В райском саду — свадьба. Молодые целуются.
Переделкино, 2006ДА УПОКОЯТСЯ С МИРОМ ИХ ДУШИ
(Трилогия)
Счастливое наваждение
Моисей Кислер был старьевщиком, сколько себя помнит. И отец был старьевщиком, и дед. Занятие свое Моисей любил и гордился преемственностью.

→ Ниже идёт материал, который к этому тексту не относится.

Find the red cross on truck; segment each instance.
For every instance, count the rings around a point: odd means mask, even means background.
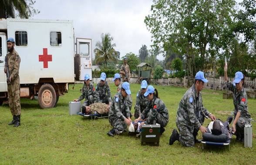
[[[91,39],[75,38],[72,20],[2,19],[0,32],[0,106],[8,100],[3,69],[9,37],[21,59],[20,97],[37,98],[42,108],[56,106],[75,80],[92,77]]]

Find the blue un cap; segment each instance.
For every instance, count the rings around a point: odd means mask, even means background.
[[[90,76],[88,74],[85,74],[84,76],[84,80],[86,81],[90,79]]]
[[[105,80],[106,80],[106,77],[107,77],[107,75],[106,75],[106,74],[104,72],[102,72],[101,73],[101,80],[103,80],[104,81],[105,81]]]
[[[10,37],[7,40],[7,42],[15,42],[13,38]]]
[[[199,71],[196,73],[195,77],[195,80],[201,80],[204,82],[207,82],[208,81],[205,78],[204,76],[204,72],[202,71]]]
[[[243,73],[240,71],[236,72],[235,74],[235,79],[234,79],[233,83],[239,83],[241,81],[241,80],[243,78]]]
[[[142,82],[141,82],[141,88],[146,88],[147,86],[148,83],[147,82],[147,81],[143,80]]]
[[[117,78],[121,78],[120,75],[119,73],[116,73],[115,74],[115,75],[114,76],[114,78],[113,78],[113,81],[115,81],[115,80]]]
[[[125,90],[127,94],[131,94],[131,92],[130,91],[130,84],[127,82],[125,82],[122,85],[122,88]]]
[[[144,94],[144,96],[147,97],[149,94],[152,94],[155,92],[155,88],[152,85],[148,85],[147,91]]]

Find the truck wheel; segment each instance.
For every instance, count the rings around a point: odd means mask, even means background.
[[[74,66],[75,74],[75,79],[78,81],[80,79],[80,55],[79,54],[76,54],[74,57]]]
[[[57,106],[57,103],[59,101],[59,98],[60,96],[56,96],[56,102],[55,102],[55,104],[54,105],[54,107],[56,107]]]
[[[56,103],[56,93],[54,88],[49,84],[44,84],[38,91],[38,102],[43,108],[53,108]]]

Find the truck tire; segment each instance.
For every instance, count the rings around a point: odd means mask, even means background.
[[[75,79],[79,81],[80,78],[80,55],[79,54],[76,54],[74,57],[74,74],[75,74]]]
[[[38,102],[43,109],[53,108],[56,104],[57,95],[54,88],[50,84],[42,85],[38,91]]]

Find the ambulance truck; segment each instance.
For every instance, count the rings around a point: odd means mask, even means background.
[[[21,59],[20,97],[37,97],[42,108],[56,106],[75,80],[92,77],[91,39],[75,39],[72,20],[0,19],[0,105],[8,100],[3,69],[9,37]]]

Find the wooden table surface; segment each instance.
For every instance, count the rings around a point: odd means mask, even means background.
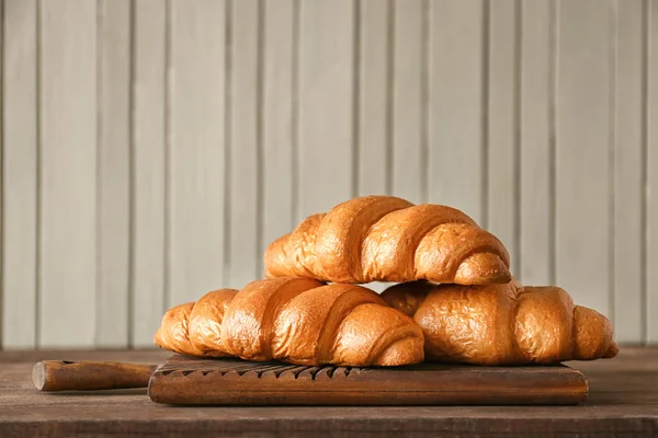
[[[658,348],[570,362],[590,395],[579,406],[172,407],[146,389],[39,393],[43,359],[162,362],[163,351],[0,351],[0,437],[31,436],[627,436],[658,437]]]

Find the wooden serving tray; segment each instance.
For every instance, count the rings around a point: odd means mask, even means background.
[[[154,402],[197,405],[577,404],[585,376],[564,365],[308,367],[173,355],[151,376]]]

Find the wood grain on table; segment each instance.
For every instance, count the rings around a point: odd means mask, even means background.
[[[146,389],[37,392],[44,359],[158,364],[167,351],[1,351],[0,436],[658,436],[658,348],[622,348],[611,360],[569,362],[590,383],[580,406],[171,407]]]

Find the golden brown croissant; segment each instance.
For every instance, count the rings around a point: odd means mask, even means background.
[[[509,254],[464,212],[366,196],[313,215],[265,251],[265,275],[333,283],[510,281]]]
[[[428,361],[551,364],[619,351],[610,321],[574,306],[558,287],[413,281],[389,287],[382,298],[420,325]]]
[[[374,291],[294,277],[177,306],[162,318],[155,342],[195,356],[351,367],[418,364],[424,344],[411,318]]]

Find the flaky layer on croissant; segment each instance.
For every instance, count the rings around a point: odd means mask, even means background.
[[[558,287],[456,286],[413,281],[382,292],[426,336],[426,360],[552,364],[616,356],[611,322],[574,306]]]
[[[510,281],[504,245],[464,212],[366,196],[306,218],[265,251],[265,275],[333,283]]]
[[[250,283],[170,309],[155,336],[172,351],[318,366],[400,366],[423,360],[411,318],[374,291],[310,278]]]

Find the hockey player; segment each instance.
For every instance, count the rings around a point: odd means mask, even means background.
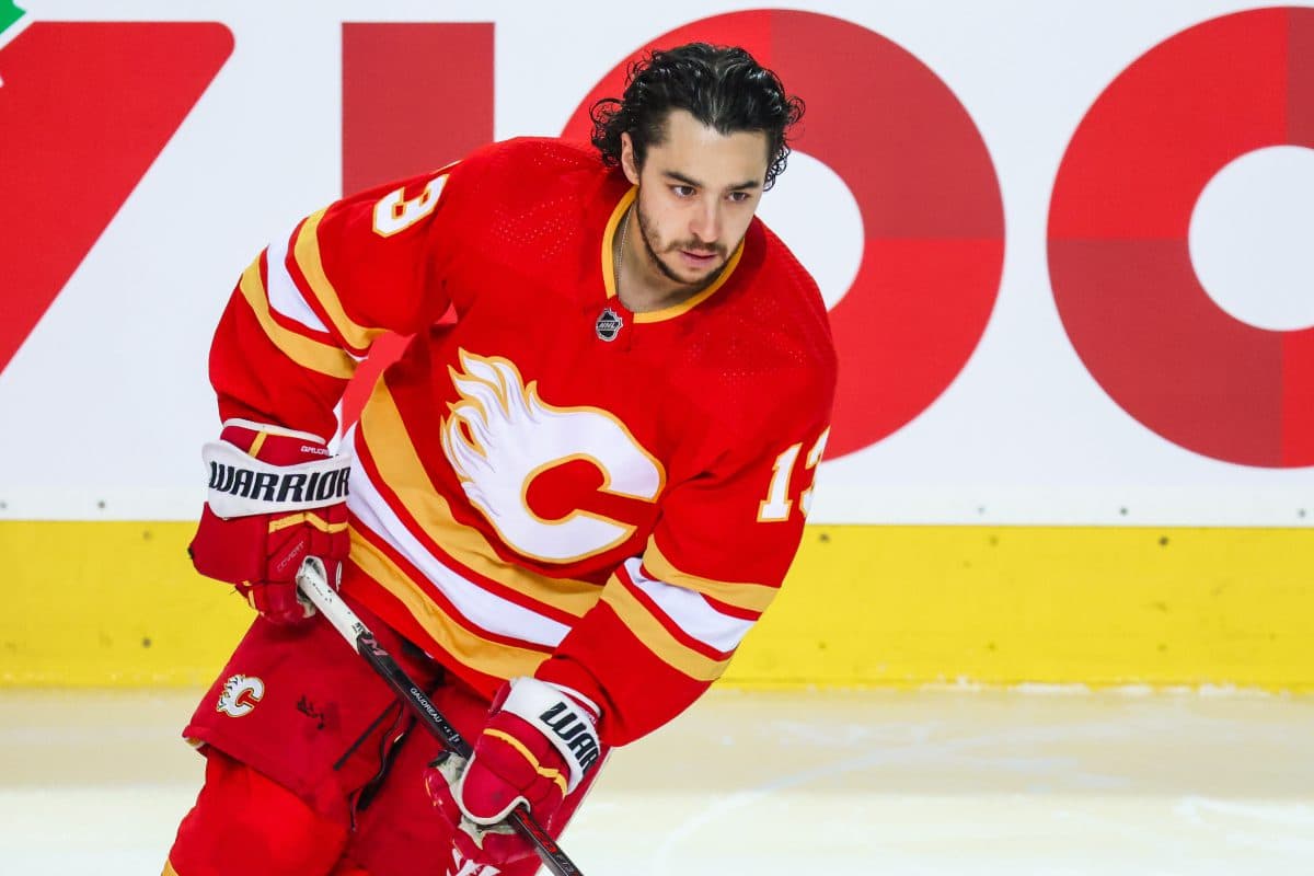
[[[800,113],[741,49],[656,51],[591,148],[494,143],[246,269],[191,549],[259,616],[185,729],[205,784],[166,873],[531,873],[485,829],[528,805],[560,834],[610,749],[721,675],[798,549],[834,391],[816,284],[754,218]],[[385,331],[413,339],[335,456]],[[438,742],[310,617],[307,556],[468,763],[427,766]]]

— Династи'я, — говорил он часто, к месту и не к месту, потому что любил красивые слова. — Династи'я, — повторял удовлетворенно, делая ударение на предпоследнем слоге, и с большим значением тыкал прямо в небо толстым указательным пальцем трехпалой от рождения правой руки. — Чтоб вы все знали: мой дед Шмуель Авраамович был старьевщиком, мой папаша Ицхак Шмуелевич был старьевщиком, мой дядя, брат папаши, горбун Янкель Шмуелевич, дядюшка Яня — тоже был старьевщиком, хоть ему тяжелее других приходилось толкать груженную с верхом тележку. Зато когда он пел своим божественным, как у кантора, голосом «старрррьёооо берррьёооом!», мурашки бежали по коже и слезы накатывали, как во время святой молитвы. Да упокоятся с миром души их под крылом Божьим.

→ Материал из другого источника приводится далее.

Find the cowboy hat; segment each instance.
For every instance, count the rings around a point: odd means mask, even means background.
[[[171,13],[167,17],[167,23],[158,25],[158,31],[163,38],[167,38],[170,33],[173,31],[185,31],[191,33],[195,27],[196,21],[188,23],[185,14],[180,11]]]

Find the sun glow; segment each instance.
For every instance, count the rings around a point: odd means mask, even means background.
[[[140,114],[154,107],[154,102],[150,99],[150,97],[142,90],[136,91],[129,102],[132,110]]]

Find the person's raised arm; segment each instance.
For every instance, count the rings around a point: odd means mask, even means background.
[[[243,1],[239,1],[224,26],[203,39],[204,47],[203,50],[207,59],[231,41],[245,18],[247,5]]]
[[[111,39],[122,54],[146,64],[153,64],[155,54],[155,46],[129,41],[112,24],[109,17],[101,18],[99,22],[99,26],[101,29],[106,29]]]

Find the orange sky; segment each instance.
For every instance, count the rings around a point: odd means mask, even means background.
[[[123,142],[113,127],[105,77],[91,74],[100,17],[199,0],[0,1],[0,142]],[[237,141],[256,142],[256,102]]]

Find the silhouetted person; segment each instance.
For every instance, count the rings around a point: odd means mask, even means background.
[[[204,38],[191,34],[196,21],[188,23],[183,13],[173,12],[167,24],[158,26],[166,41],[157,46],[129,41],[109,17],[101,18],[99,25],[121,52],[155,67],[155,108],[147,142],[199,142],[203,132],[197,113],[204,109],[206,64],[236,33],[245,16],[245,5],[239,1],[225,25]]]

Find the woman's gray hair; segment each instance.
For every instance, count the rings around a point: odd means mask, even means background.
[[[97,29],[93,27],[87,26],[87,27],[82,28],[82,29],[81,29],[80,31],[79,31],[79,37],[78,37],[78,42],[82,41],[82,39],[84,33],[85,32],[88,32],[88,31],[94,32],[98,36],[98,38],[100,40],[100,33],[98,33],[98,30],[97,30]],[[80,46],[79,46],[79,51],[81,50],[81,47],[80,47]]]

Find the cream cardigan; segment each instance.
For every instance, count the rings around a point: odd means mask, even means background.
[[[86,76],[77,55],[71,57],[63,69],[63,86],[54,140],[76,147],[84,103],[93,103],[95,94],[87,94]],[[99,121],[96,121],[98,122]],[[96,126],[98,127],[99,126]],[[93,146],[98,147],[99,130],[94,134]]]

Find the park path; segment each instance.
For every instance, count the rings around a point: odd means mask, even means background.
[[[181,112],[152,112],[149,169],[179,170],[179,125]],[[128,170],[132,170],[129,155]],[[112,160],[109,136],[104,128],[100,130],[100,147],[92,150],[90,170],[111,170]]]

Я тоже старьевщиком стал, кем же еще. Да только на мне это родовое занятие кончится, чтоб я так жил, — кончится, сынов не дал Господь милостивый. Дочек, правда, тоже не дал. От них, конечно, проку в деле так и так не было бы. Но все равно прискорбно: мы с Геней, женой моей, год за годом вдвоем да вдвоем, устали друг от дружки, обессилели, порой выть хотелось от тоски, а один раз даже топиться решила Геня. Пошла к морю ночью, в шторм, а плавала как топор, не смотрите, что всю жизнь у моря прожила от рождения до смерти. Едва успел сзади за волосы ухватить, распустила по плечам, как будто снова в девках ходит, черные, густые, что конская грива. Обернулась, лицо белое-белое, как луна в морозную ночь, глаза блестят. Устала, говорит, Мойша, отпусти, помоги, не могу, молит, больше жить в тоске бездетной. Ой, вей, за что такая мука, прямо в сердце игла острая вонзилась от ее слов.

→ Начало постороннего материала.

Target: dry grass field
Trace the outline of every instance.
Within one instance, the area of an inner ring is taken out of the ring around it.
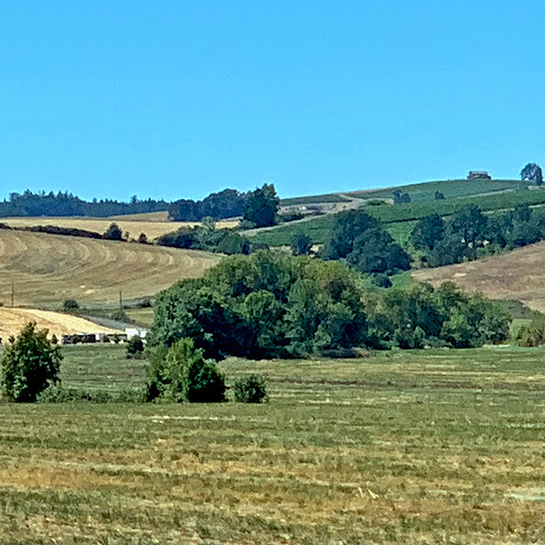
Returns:
[[[154,295],[213,266],[218,255],[147,244],[0,230],[0,301],[58,307]]]
[[[29,322],[35,322],[39,329],[49,330],[49,334],[54,334],[58,339],[63,334],[70,335],[78,332],[115,332],[114,330],[101,327],[88,320],[70,314],[2,307],[0,308],[0,338],[5,340],[10,335],[16,335]]]
[[[142,383],[66,347],[66,386]],[[1,545],[545,542],[545,353],[222,363],[264,405],[0,407]]]
[[[154,213],[164,214],[164,213]],[[84,218],[84,217],[42,217],[42,218],[2,218],[0,221],[10,227],[34,227],[35,225],[56,225],[58,227],[72,227],[74,229],[85,229],[95,233],[104,233],[112,222],[115,222],[121,230],[128,233],[132,238],[138,238],[141,233],[145,233],[148,240],[152,241],[157,237],[176,231],[181,227],[193,227],[198,223],[168,222],[164,219],[157,219],[164,216],[152,214],[134,214],[132,216],[115,216],[112,218]],[[154,218],[154,219],[152,219]],[[235,227],[238,221],[218,222],[218,228]]]
[[[454,282],[470,292],[515,299],[545,312],[545,243],[475,262],[416,271],[412,276],[434,286]]]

Моисей-старьевщик был малограмотный еврей, который едва полтора класса отучился в хедере, в незапамятные времена, задолго до революции. Читал, как все местечковые мальчишки, на древнееврейском языке Тору, получал крепкие подзатыльники или удар по рукам линейкой от вредного меламеда [2] , которого забыть не смог до глубокой старости, по ночам иногда просыпался от незабытого детского страха и чувствовал, как шевелятся волосы на лысой голове. Злой как черт меламед навсегда отбил у маленького Мойши охоту к учению. Никогда больше не садился за школьный стол, никогда — не верил, что учителя бывают добрыми, мудрыми и не бьют детей. Он и своих детей не отдал бы в школу ни за что на свете.
2
Учитель в начальной еврейской школе.
— Сам учить буду, — непреклонно заявлял, опережая событие, которое так и не состоялось в его жизни. — Сам буду, — повторял упрямо. — Грамоте обучу, по-еврейски помню, и по-русски освоил без труда, книжки буду покупать, пусть читают, а умножать-складывать я в уме умею так быстро, как никакой профессор. Сколько раз на счетах костяшки откладывали или на арифмометре накручивали — сходится, тютелька в тютельку. А спросите, какой день недели было 4 февраля 1914 года, сразу отвечу — воскресенье, и можете не проверять. Феномен, — опять же с ударением на последнем слоге заключал он, улыбаясь широким ртом, в темной расщелине которого мутно поблескивали золотые коронки. — Феномен! — И привычно тыкал в небо толстым указательным пальцем своей трехпалой руки. — И дети феноменами будут, чтобы я так жил, как вы в моих словах сомневаетесь.